In 2022, Maurice became a Fellow of the International Association for Conflict Management, and in 2024 he became a Fellow of the Academy of Management.

==Research==
Maurice's work spans across several domains. In the field of Behavioral Operations, his co-authored work with Gerard Cachon investigates how people make newsvendor decisions. They found that people focus on trying to match demand rather than optimize profit (e.g., by ordering more of high-profit products and less of low-profit products).

Much of his work focuses on negotiations, with a forthcoming chapter titled "Negotiation" in the Handbook of Social Psychology (6th ed), and a recently published paper, "Embracing complexity: A review of negotiation research", with co-authors Erica Boothby and Gus Cooney.

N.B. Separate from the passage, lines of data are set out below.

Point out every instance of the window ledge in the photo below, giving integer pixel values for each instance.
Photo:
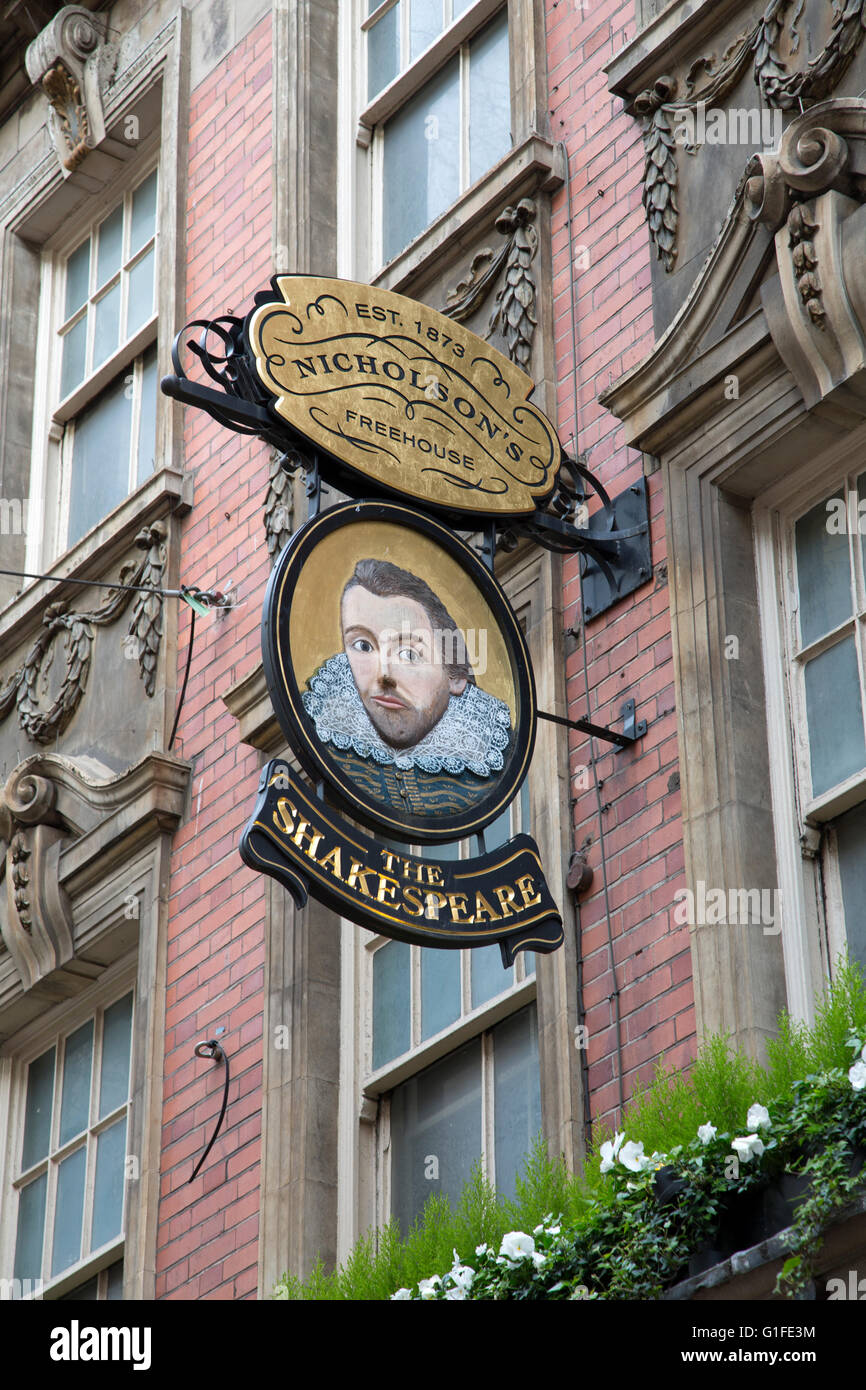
(534, 163)
(837, 801)
(97, 552)
(407, 82)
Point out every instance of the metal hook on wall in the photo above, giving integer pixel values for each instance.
(213, 1050)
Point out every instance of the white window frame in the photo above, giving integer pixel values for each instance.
(360, 227)
(53, 417)
(15, 1057)
(805, 843)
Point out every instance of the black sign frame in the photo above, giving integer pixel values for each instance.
(296, 724)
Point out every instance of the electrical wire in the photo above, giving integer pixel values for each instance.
(615, 993)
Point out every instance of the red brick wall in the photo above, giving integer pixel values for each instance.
(207, 1237)
(628, 648)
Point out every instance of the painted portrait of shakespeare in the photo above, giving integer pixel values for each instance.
(399, 708)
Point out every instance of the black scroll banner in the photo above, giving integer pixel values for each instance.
(502, 895)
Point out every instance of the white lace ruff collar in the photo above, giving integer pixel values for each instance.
(470, 737)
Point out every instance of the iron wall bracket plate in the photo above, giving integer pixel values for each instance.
(633, 560)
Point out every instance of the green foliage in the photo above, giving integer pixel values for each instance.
(617, 1237)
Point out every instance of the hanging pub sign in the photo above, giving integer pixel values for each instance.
(398, 672)
(402, 396)
(402, 683)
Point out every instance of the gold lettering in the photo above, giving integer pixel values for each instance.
(388, 888)
(506, 895)
(306, 831)
(456, 902)
(412, 895)
(357, 877)
(284, 819)
(484, 908)
(332, 861)
(434, 902)
(527, 886)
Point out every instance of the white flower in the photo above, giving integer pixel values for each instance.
(747, 1147)
(856, 1075)
(462, 1275)
(633, 1157)
(516, 1246)
(609, 1153)
(758, 1115)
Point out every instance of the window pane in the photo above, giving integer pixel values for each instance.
(74, 349)
(435, 1132)
(489, 99)
(106, 332)
(68, 1211)
(439, 990)
(148, 417)
(100, 459)
(78, 278)
(114, 1075)
(77, 1068)
(382, 52)
(851, 840)
(823, 573)
(109, 1186)
(110, 246)
(421, 160)
(516, 1096)
(143, 214)
(31, 1228)
(38, 1109)
(488, 977)
(391, 1002)
(424, 25)
(836, 720)
(141, 293)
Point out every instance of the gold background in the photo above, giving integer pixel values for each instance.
(314, 630)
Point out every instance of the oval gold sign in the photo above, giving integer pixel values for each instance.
(403, 395)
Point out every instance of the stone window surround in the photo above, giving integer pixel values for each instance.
(533, 163)
(34, 1040)
(157, 72)
(812, 909)
(49, 478)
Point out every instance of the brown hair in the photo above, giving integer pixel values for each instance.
(384, 580)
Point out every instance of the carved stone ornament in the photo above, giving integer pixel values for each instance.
(667, 120)
(74, 64)
(515, 310)
(793, 239)
(60, 816)
(278, 503)
(36, 927)
(142, 641)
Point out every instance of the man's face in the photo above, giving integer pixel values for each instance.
(396, 665)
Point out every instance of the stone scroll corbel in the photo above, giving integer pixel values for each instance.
(74, 64)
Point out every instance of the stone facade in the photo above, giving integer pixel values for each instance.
(692, 317)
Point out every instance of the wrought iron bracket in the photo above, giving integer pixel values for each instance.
(627, 523)
(626, 738)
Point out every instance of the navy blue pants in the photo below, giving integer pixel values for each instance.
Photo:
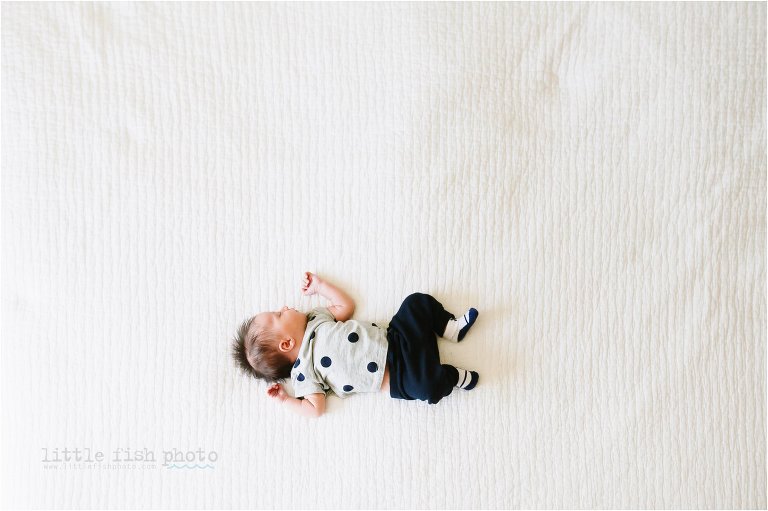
(415, 371)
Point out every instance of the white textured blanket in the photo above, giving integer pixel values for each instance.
(591, 177)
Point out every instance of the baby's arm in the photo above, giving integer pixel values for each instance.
(342, 306)
(312, 406)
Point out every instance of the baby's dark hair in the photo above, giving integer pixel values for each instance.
(255, 352)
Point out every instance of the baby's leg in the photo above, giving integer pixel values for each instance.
(426, 311)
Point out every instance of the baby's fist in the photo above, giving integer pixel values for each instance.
(310, 283)
(276, 391)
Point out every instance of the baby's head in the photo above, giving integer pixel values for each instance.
(266, 345)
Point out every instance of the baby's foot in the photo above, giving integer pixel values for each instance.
(456, 329)
(467, 379)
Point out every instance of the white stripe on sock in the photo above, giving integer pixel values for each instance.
(462, 378)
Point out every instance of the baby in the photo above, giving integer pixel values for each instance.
(325, 350)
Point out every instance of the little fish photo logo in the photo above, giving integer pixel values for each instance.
(125, 458)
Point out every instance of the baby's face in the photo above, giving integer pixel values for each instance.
(288, 322)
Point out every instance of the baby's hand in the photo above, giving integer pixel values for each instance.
(310, 284)
(276, 391)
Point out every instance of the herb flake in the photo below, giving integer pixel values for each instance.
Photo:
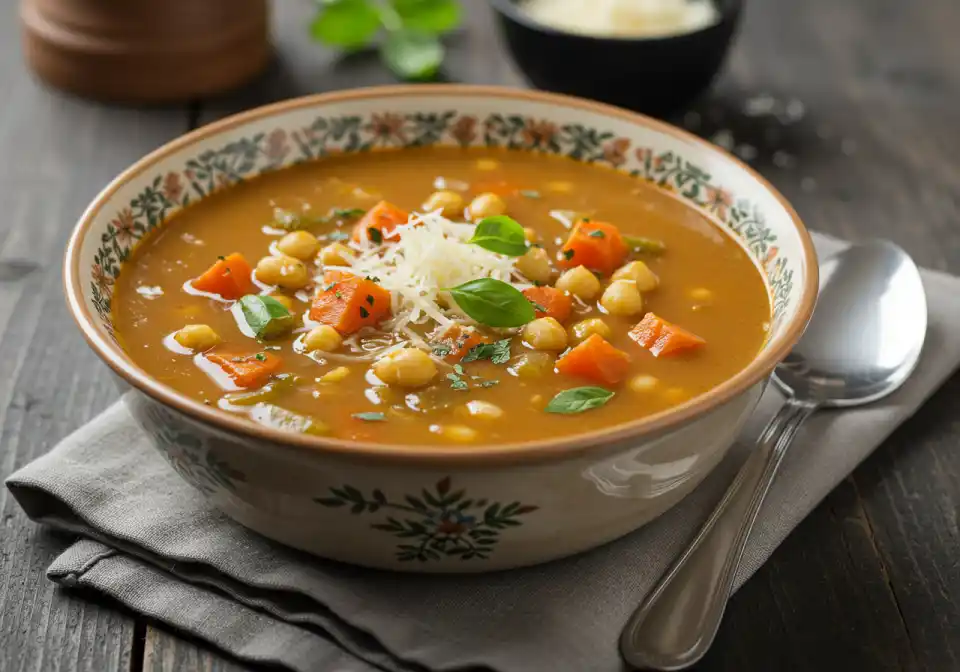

Maurice's work also investigates humor. He published work in the Annual Review of Organizational Psychology and Organizational Behavior in 2024 with Cecily D. Cooper.

==Citations==
As of April 1, 2025, Schweitzer's work has been cited over 19,000 times.

==Friend & Foe book==
Maurice Schweitzer collaborated with Adam Galinsky to write their first book "Friend and Foe: When to Cooperate, When to Compete, and How to Succeed at Both". The book was published by Random House on September 29, 2015.